Unrelated Musing: Hmmm, I wonder how my MySql schema for logfile analysis would perform if I was pumping .5 million entries in per day? Probably not so good after several months. Oh well, the poor little Pentium II it's running on is handling several million entries OK so far, so I'll just hope any great increase in traffic brings enough money for a hardware upgrade.
Thanks Ron,
sorry should have made it more clear i suppose,
Crunching the stats the package I use actually does all that you have mentioned and is already implemented, the “Admin boys” have been complaining that the log files are getting to large, taking valuable server resources to compress and taking too much disc space on the server, they curse me very time I want the stats zipped and ftp’d down to my desk top. So it’s the log file size that they are complaining about. Once I’ve got it on my desk that’s not too much of a problem I can destroy it how ever way I want. We aren’t ready for a designated server for the stats, just isn’t cost effective as yet but they want me to investigate ways of making the files smaller.
They want me to reduce what I collect but I need all that’s collected it’s an on going battle. ;) i've asked them to create maximum size logs of maybe half a gig and auto zip, but they feel that this is still a size problem as the product that shows the live data needs the logs to be uncompressed.
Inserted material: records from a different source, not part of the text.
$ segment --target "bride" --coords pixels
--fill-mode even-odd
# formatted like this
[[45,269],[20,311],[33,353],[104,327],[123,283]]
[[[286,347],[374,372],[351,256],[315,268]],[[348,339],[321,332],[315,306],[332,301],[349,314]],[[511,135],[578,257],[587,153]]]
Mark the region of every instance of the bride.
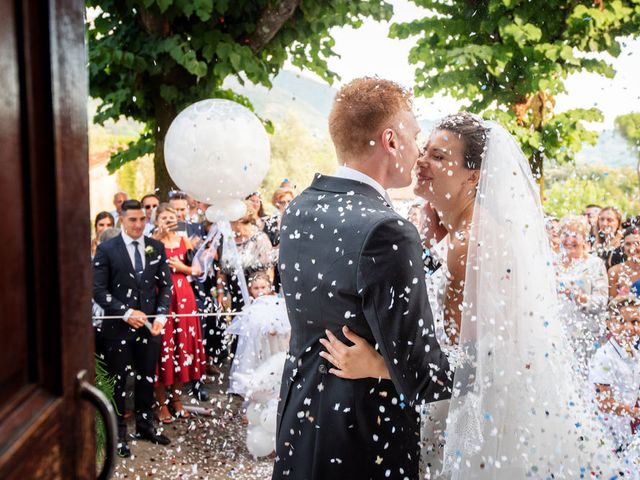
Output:
[[[426,241],[447,236],[442,317],[456,366],[448,414],[428,407],[432,420],[446,416],[443,467],[428,478],[615,478],[618,459],[558,315],[538,188],[514,138],[471,114],[449,116],[417,176],[415,193],[430,205]],[[344,333],[353,345],[330,332],[322,340],[331,373],[386,369],[373,347]],[[426,441],[437,451],[437,438]]]

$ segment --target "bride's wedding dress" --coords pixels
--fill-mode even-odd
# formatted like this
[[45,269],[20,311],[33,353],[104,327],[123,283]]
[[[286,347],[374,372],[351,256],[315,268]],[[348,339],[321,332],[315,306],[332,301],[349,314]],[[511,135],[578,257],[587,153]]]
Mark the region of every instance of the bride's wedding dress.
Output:
[[[467,258],[444,466],[431,478],[614,477],[619,460],[590,387],[574,373],[558,314],[538,187],[513,137],[495,123]],[[437,420],[447,411],[444,403],[429,409]],[[425,426],[427,439],[432,428]]]
[[[445,333],[443,318],[444,296],[449,277],[446,263],[448,248],[448,238],[445,238],[433,249],[434,251],[431,252],[431,255],[436,257],[436,263],[440,263],[441,267],[432,272],[426,279],[429,303],[433,312],[435,334],[443,349],[455,348],[451,345]],[[420,478],[422,479],[437,480],[442,478],[438,474],[442,471],[444,435],[449,414],[449,403],[447,399],[422,406],[422,411],[420,412],[422,424],[420,432]]]

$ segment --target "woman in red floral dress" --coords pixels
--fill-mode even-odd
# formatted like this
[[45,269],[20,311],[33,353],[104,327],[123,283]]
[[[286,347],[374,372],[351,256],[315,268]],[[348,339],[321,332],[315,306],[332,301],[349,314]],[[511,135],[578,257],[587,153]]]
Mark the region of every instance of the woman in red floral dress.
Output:
[[171,423],[174,420],[168,408],[167,388],[170,389],[170,402],[176,416],[189,417],[189,412],[180,401],[181,389],[187,382],[200,380],[206,364],[196,298],[188,278],[189,275],[198,275],[199,272],[194,272],[193,268],[186,264],[191,242],[187,237],[176,233],[177,222],[176,212],[168,204],[163,203],[158,207],[158,229],[154,236],[164,244],[167,261],[171,267],[173,298],[170,313],[192,314],[184,317],[170,315],[164,327],[156,384],[158,418],[163,423]]

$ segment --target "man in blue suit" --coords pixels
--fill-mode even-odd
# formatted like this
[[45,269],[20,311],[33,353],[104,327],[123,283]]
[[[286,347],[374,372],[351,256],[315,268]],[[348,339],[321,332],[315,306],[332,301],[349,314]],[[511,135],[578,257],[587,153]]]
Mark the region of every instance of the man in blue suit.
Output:
[[125,201],[120,218],[122,233],[100,244],[96,251],[93,298],[106,316],[120,317],[104,320],[97,335],[107,371],[116,379],[118,454],[128,457],[125,381],[134,372],[137,438],[170,443],[154,427],[152,406],[160,334],[171,305],[172,283],[164,245],[143,235],[146,216],[140,202]]

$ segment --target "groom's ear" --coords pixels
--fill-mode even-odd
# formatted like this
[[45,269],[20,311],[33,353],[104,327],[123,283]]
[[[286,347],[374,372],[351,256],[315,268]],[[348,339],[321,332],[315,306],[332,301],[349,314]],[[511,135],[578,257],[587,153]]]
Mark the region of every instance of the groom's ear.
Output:
[[382,132],[382,147],[388,152],[389,150],[395,150],[398,148],[395,132],[387,128]]

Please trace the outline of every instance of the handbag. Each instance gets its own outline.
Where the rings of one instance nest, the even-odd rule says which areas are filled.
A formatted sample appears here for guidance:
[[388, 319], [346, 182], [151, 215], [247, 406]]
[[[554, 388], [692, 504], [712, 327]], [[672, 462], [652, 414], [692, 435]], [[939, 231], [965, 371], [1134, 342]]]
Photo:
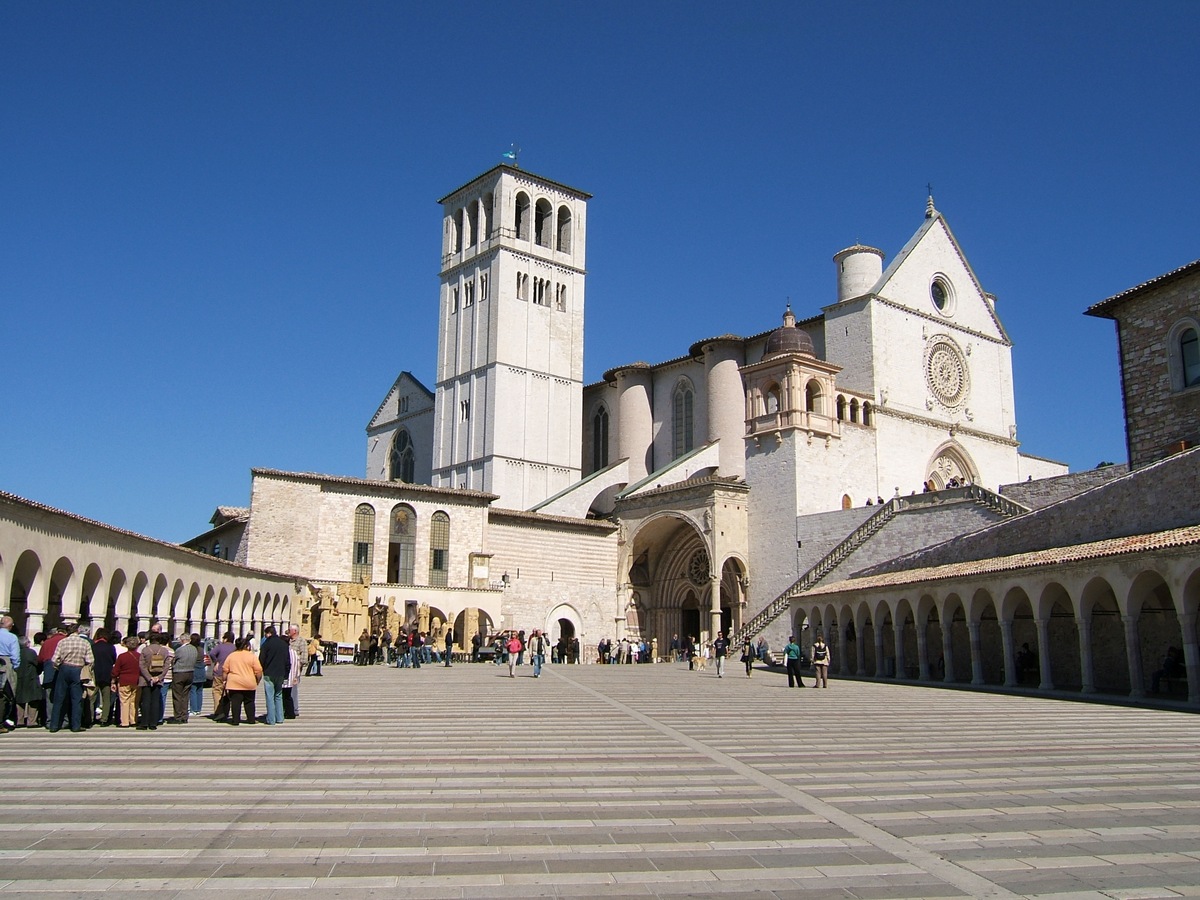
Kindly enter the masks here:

So no way of stopping the log file getting to the size it’s got to be then. Everything is optimized in the loggin settings so it only records the bare minimum/essentials.
Any ideas?
Vimes.
an example of how I can filter out the images
Your Admin boys should be able to configure that for you on the server side (you didn't give any clue as to what server or OS is being used, so I assume you're not looking for server config info). You'll make their life easier if you arrange to store all your graphics (and only graphics) beneath a single directory tree.
If you're like most web sites, just filtering out the graphics will chop the log size in two, at least. If that isn't enough, maybe you've got some .css and .js files referenced a lot that you can stop logging as well.